ASSURANCE OF SALVATION
To gain confidence of your salvation, you must cultivate the new spiritual life God has given you. You can do this by publicly confessing your salvation in Jesus Christ before other people (Matthew 10:32; Romans 10:9), by submitting to Jesus’ command to be baptized (Matthew 28:19; Acts 8:36-38; 1 Corinthians 1:16), by learning about your new found Christian faith from the Bible (1 John 5:13), by fellowshipping with God through prayer (Philippians 4:6), by attending and being involved in a Bible believing church (Hebrews 10:23-25), and by living obediently to God in the power of the Holy Spirit (Galatians 5:22-25).

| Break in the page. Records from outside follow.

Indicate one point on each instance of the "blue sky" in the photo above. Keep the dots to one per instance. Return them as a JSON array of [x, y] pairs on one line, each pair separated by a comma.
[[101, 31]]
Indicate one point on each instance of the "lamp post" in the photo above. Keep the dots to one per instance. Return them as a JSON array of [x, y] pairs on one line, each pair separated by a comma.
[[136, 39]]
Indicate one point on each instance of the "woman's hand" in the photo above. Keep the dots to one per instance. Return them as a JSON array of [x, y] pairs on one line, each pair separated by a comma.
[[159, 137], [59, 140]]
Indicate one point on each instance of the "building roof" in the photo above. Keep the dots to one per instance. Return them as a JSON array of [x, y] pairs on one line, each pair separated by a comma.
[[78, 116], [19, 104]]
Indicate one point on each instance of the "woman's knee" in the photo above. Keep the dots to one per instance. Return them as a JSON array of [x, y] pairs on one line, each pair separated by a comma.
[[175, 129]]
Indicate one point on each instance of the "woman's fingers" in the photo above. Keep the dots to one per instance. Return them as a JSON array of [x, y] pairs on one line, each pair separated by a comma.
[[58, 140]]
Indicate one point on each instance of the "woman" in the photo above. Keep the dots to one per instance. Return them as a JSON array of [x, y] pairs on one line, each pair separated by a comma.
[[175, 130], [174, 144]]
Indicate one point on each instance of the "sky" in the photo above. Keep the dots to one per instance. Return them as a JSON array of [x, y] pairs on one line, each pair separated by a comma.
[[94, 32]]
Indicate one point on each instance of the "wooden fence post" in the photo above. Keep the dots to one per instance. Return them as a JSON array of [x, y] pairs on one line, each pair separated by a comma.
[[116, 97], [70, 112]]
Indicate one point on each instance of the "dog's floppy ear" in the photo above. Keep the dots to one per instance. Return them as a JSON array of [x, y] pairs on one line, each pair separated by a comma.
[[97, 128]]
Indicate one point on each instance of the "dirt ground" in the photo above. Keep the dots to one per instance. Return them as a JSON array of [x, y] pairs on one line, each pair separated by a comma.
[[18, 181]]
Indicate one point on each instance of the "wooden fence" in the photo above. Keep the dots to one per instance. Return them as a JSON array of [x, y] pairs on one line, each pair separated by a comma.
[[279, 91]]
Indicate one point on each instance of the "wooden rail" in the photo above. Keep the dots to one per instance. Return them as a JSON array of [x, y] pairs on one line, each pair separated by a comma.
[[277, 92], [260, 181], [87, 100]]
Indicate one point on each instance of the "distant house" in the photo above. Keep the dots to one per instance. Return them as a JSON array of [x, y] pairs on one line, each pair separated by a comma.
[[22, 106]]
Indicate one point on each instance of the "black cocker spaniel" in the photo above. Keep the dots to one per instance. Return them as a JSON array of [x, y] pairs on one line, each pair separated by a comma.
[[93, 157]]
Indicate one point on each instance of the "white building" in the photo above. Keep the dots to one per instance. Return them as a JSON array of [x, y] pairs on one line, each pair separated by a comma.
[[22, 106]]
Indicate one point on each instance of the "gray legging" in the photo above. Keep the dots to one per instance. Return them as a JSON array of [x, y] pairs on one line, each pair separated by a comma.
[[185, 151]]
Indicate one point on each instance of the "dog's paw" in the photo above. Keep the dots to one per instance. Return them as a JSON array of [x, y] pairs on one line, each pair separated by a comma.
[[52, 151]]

From this time forward, if you fail to have an interest in these matters of faith, you will have no assurance you are saved, and should not presume the reality of your conversion to Christ. As the Bible says,
Therefore, brethren, be all the more diligent to make certain about His calling and choosing you . . . for in this way the entrance into the eternal kingdom of our Lord and Savior Jesus Christ will be abundantly supplied to you.